BİLMEYENLER TEPKİ GÖSTERİYOR
Parkour sporunun Türkiye’de pek tanınmadığını kaydeden Çetintaş, “Bu sporu yaptığımızda insanlar bilmedikleri için aşırı tepki gösteriyorlar. Ne yaptığımızı hatta intihar etmeye kalkıştığımızı sananlar bile oluyor. Fakat biz elimizden geldiğince tanıtmaya çalışıyoruz” şeklinde konuştu. Spor yaparken zaman zaman kazalar da geçirdiklerini belirten İsmail Yunus Çuhadar ise şöyle devam etti:
“Bu işi yaparken asıl amacımız en az sakatlık oranını ortaya koymaktır. Zaten bir insan yolda yürürken de ayağı sakatlanabilir. Fakat tekniğini bilerek atladığınızda veya düştüğünüzde bu sizin kimi yerde hayatınızı bile kurtarabiliyor.

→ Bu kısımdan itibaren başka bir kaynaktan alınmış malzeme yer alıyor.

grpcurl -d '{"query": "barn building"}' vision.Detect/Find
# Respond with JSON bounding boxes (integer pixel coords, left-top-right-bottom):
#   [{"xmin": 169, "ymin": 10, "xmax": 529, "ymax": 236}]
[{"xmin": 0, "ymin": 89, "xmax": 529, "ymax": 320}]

Hepimiz küçüklüğümüzden beri her yerden atlar zıplardık ama adını bilmezdik, aslında o da bir parkurdu.” Ankara Kalesi, Kızılay ve Hamamönü’nde antreman yaptıklarını sözlerine ekleyen Çuhadar, engellerin ve duvarların çok olduğu yerleri daha çok tercih ettiklerini de sözlerine ekledi.